Aguiar - Basicamente tons mais realistas nas histórias. Machado criou um estilo único de narrativa e prevaleceu a introspecção, o humor e o pessimismo na relação do personagem com seu universo. É quando aparecem as obras Quincas Borba (1892), Dom Casmurro (1900), Esaú e Jacó (1904) e Memorial de Aires (1908), além de algumas outras coletâneas.
LH - E assim terminamos nosso resumo da vida de Machado?
Aguiar - Com certeza esta é a versão resumida do resumo (risos). Podia passar o dia inteiro analisando suas histórias. Um detalhe merece ser colocado: quando Carolina morreu, em 1904, Machado escreveu Carolina, um de seus melhores poemas, em sua homenagem. Quatro anos depois ele estava doente, solitário e triste, pois não conseguia se adaptar à vida sem ela. Assim ele morreu em 29 de setembro de 1908 numa casa que ficava no bairro de Cosme Velho, no Rio de Janeiro.
LH - Conhece alguma curiosidade sobre aqueles últimos dias?
Aguiar - Bem, sei que ele não queria se confessar e que não aceitou a presença de um padre.
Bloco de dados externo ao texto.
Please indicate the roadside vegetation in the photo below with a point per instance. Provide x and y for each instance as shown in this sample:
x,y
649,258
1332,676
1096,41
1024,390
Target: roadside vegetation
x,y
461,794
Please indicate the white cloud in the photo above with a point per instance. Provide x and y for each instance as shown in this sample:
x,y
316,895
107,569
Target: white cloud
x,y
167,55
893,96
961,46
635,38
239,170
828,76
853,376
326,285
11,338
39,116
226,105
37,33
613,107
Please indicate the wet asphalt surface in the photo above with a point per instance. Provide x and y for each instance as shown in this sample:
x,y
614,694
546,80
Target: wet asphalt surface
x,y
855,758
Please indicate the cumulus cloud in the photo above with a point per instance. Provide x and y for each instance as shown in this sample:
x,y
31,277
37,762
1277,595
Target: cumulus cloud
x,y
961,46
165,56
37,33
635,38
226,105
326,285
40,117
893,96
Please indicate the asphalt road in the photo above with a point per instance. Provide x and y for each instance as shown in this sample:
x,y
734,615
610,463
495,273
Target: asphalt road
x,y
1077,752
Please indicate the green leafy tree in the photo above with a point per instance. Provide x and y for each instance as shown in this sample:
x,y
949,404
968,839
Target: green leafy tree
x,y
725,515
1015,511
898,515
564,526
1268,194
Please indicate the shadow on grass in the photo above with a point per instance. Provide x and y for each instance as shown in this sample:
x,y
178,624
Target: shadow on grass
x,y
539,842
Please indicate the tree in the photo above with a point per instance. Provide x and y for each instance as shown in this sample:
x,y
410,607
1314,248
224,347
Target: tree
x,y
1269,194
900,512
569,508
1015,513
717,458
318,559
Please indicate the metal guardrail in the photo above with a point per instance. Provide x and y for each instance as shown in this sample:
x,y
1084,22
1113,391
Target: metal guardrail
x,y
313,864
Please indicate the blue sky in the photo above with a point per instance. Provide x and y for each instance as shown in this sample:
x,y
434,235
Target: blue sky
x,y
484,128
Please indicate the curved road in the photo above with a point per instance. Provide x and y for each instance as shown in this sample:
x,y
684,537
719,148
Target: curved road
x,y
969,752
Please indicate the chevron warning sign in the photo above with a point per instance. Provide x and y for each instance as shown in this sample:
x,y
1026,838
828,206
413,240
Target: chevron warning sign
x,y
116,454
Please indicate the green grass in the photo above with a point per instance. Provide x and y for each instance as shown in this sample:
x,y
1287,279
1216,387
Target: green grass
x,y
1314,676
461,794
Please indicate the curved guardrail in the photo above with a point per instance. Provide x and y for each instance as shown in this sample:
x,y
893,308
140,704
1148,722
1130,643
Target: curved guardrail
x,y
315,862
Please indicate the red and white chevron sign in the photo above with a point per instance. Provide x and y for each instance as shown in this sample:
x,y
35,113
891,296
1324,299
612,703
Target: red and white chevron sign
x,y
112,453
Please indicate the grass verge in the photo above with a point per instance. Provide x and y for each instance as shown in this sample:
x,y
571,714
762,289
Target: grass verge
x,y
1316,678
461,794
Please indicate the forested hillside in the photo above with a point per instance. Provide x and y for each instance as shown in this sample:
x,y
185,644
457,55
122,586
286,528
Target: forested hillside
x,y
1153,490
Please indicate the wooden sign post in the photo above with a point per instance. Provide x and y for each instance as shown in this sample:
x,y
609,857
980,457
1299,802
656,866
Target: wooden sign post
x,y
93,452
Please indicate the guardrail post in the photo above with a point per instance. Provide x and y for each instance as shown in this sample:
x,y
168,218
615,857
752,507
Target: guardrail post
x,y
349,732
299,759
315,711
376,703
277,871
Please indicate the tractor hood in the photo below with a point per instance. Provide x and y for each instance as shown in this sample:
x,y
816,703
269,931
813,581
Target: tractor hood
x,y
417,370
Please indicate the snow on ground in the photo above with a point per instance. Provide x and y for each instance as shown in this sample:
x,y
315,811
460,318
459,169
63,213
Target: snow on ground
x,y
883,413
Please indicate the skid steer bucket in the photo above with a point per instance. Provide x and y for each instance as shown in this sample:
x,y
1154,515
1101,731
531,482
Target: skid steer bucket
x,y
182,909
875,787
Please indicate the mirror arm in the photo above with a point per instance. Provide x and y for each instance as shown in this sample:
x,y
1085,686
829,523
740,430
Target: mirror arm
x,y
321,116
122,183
E que era bastante conhecido pela quantidade de pessoas que o visitavam, entre elas Mário de Alencar, Euclides da Cunha e Astrogildo Pereira.
LH - No final, você acredita que sua missão pessoal de divulgar a literatura nacional está próxima de ser cumprida?
Aguiar - Se continuarmos com trabalhos de qualidade como a adaptação que fiz com Cesar Lobo, com toda certeza. Não pretendo descansar enquanto não ver essa nova geração apreciar tanto Machado quanto outros autores. Nossa literatura merece. E não há motivos para achá-la enfadonha. Podemos ter adaptações fantásticas dessa e de outras obras e despertar o interesse dos jovens em apreciar e até recomendar nossos autores clássicos. Só assim teremos guardado um pedaço de nossa história para o futuro.